Most of the books, I can promise, I won’t even browse like when I dust the books. Their main task is to collect dust, and yet you can breathe better in the middle of them, because I could really open anything, read a couple of lines, a chapter, a book. In the future.

That’s the trick. Books are the material of the future. I don’t just mean imagining possible and impossible worlds on their pages, even if it is done and tolerated, against the charming noise of the autofiction boom. (How crippling if literature always repeats only what is at hand; although there is always more at hand than at hand, when understood, even when discussed at the beginning.)

It is about literature as a form which, by its sheer stubborn existence, keeps the direction and character of reality open, even in the opening, millions of little feet between the closing door of the world at any moment. It can always be different. Not escapism but new connections.

Philosopher Gilles Deleuze describes true style as a transcendental activity that explores a different way of being, a new opportunity to structure the world, or to comb its members. In this sense, literature is not a luxury but a condition of life: not predetermined (like biological boundary conditions) but dictated by life, insofar as life needs it in an attempt to transcend its former boundaries, mutated, transformed into more than material.

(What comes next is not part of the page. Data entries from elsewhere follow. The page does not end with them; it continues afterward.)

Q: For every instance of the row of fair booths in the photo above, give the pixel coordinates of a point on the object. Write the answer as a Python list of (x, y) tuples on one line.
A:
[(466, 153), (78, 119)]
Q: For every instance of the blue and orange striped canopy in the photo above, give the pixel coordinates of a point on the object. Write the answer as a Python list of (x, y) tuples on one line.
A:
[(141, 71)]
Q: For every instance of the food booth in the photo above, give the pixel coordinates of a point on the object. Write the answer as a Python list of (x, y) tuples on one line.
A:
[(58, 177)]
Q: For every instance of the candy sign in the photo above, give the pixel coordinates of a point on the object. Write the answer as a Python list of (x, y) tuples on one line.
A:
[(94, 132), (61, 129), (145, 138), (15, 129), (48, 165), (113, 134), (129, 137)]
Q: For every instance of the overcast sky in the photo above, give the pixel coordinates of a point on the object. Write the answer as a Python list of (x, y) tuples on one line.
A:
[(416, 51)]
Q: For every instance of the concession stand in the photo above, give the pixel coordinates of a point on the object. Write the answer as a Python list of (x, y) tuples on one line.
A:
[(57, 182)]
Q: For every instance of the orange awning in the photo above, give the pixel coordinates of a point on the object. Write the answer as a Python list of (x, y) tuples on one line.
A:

Of course visit other roads, but literature is one. Written style is the possibility of a certain experience, the experience of opportunity.

It was a joy to meet so many new worlds, people, colors and perceptions in this year’s debuts, experiences I hadn’t been able to miss and which, in one moment, became absolutely possible. A lot over the years, a lot grabbed.

Congratulations to the winner!



Next Post

Leave a Reply

Your email address will not be published. Required fields are marked *



Welcome Back!

Login to your account below

Retrieve your password

Please enter your username or email address to reset your password.